It's been a slow
day week for the Red Sox. Since the trade for Andrew Bailey, about all we've heard about the boys in Fenway is that they might be interested in Paul Maholm, and are big fans of minor league contracts.
At the nexus of these two points lies Aaron Cook, who joined the team on a minor league deal last night. Not an exciting name, but one that could end up being a decent plus to the Red Sox all things considered. While he's not quite Paul Maholm, he's cut from a similar cloth. High ground balls, low strikeouts, and up until the last couple of years not too many walks.
Even now that he's lost a couple miles on his sinker and seen his walk rate balloon, Cook has managed to maintain a FIP of 4.57 the last couple of years, with Colorado doing its usual thing to help prop that rate up a few points.
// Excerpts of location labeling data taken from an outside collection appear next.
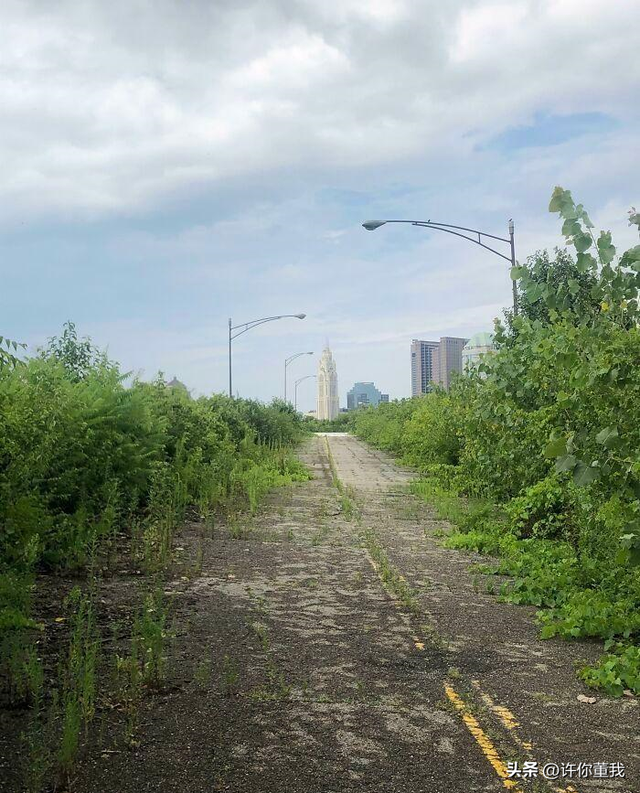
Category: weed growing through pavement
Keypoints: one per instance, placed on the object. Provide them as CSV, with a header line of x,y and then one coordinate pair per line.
x,y
393,582
202,675
230,676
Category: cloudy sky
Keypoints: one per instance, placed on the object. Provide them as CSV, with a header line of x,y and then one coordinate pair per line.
x,y
165,165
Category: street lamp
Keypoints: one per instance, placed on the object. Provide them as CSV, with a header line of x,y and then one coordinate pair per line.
x,y
286,363
295,389
243,327
372,225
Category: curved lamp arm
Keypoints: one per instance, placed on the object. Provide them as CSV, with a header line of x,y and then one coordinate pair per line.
x,y
372,225
255,322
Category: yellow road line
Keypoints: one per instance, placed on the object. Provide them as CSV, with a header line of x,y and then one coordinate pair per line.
x,y
505,715
482,739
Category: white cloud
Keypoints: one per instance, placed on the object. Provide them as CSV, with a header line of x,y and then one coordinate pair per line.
x,y
105,108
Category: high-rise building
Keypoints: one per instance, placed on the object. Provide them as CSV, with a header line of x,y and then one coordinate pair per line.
x,y
424,365
328,401
479,345
435,362
364,394
450,359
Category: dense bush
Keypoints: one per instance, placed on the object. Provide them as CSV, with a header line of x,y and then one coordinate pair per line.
x,y
547,429
86,459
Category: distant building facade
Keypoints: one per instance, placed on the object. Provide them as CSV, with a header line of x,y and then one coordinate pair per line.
x,y
363,394
479,345
328,401
435,362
Unfortunately, his ERA has not been so respectable, with a particularly high .345 BABIP leaving him Lackey-like last year.
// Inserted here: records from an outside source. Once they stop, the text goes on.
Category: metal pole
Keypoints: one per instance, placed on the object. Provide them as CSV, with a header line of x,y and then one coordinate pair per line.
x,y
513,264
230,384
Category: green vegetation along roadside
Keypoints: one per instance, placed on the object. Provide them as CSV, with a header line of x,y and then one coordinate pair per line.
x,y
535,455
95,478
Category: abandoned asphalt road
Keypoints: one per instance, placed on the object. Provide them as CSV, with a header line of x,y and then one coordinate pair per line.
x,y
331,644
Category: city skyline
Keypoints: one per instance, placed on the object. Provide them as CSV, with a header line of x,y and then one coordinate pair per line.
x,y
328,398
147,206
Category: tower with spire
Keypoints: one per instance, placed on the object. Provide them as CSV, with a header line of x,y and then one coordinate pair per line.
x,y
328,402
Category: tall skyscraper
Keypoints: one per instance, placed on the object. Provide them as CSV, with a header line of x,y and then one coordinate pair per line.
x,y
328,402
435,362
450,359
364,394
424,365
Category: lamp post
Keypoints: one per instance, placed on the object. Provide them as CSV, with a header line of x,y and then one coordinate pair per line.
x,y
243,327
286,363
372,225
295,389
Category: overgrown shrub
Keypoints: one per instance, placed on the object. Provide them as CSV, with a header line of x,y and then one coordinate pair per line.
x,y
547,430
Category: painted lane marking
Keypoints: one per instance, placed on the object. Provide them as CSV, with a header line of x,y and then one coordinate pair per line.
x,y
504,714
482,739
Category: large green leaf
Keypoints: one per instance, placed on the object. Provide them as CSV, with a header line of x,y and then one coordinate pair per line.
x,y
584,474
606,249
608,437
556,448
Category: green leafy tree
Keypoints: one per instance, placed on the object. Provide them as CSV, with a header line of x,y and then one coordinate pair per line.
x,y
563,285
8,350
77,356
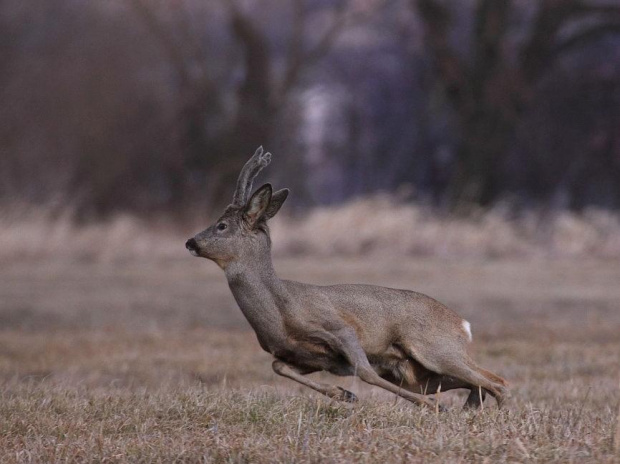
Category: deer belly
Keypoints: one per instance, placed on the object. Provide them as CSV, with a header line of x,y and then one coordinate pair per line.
x,y
315,357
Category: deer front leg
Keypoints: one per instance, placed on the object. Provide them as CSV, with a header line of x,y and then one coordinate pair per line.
x,y
334,392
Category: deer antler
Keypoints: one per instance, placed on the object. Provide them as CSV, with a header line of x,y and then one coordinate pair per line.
x,y
249,171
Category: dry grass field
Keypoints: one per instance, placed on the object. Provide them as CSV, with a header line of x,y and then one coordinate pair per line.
x,y
151,361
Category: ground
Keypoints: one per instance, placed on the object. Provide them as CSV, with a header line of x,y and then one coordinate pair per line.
x,y
151,361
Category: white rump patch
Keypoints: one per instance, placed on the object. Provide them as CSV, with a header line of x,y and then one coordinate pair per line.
x,y
467,329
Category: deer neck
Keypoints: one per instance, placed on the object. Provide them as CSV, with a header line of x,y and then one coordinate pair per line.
x,y
261,296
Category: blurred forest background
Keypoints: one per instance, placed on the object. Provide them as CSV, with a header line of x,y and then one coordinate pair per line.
x,y
152,106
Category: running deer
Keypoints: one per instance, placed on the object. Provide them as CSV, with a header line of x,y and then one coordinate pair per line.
x,y
399,340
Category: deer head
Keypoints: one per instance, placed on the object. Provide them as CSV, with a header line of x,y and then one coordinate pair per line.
x,y
241,233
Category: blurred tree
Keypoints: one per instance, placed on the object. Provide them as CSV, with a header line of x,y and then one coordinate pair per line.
x,y
489,89
259,97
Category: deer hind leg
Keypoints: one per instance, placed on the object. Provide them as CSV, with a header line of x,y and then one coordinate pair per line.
x,y
334,392
428,383
460,372
479,378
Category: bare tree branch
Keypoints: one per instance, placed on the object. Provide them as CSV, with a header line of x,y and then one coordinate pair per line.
x,y
553,15
452,71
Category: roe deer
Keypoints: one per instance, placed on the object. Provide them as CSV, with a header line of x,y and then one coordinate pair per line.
x,y
400,340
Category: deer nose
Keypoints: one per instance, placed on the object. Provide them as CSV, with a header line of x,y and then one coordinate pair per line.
x,y
191,245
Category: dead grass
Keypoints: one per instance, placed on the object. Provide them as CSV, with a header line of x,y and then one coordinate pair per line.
x,y
151,361
378,225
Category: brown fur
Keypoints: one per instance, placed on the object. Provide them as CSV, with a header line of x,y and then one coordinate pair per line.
x,y
399,340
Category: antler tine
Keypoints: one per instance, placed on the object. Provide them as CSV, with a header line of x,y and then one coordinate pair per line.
x,y
249,171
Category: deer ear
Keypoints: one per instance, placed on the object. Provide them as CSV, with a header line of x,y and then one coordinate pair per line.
x,y
277,200
257,205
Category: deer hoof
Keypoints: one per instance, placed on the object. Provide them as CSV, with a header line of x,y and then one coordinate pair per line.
x,y
346,396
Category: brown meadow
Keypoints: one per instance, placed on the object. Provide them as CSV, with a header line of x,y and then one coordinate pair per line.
x,y
112,359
Not a kind comparison, I know.
The thing is, Colorado is not Pittsburgh, and the Rockies are not the Pirates. While Maholm's difficulties can easily be explained away by the fact that the Pittsburgh infield couldn't stop a ground ball if it was on a string, players like Troy Tulowitzki, Todd Helton, and Mark Ellis aren't exactly known for their defensive butchery. And while there was a great deal of turnover at third base, in general it was a solid-to-good infield.
So is it just a matter of bad luck in a relatively small sample size? Or is Cook getting beat up for pitching poorly? Without watching 97-or-so innings of work, it's hard to say, but the key is that Cook is a minor league signing with no real impact on the budget. Where last year we had Andrew Miller and Kyle Weiland giving games away with some regularity, with Cook the Sox are at least given a chance to let their defense do the work. It's a marked improvement as far as I'm concerned.
So long as there is still a name--preferably two--to come, then the acquisition of Aaron Cook is a very positive move for being a minor league deal. It's very hard, after all, to get anyone even remotely decent to come in knowing they are likely the sixth or seventh option. Between Cook, Silva, and Wilson, the Sox should be able to line things up in the first few months so that we're not quite as terrified of the spot start as we ended up being last year. And if it doesn't work out, then it's no real skin off our backs.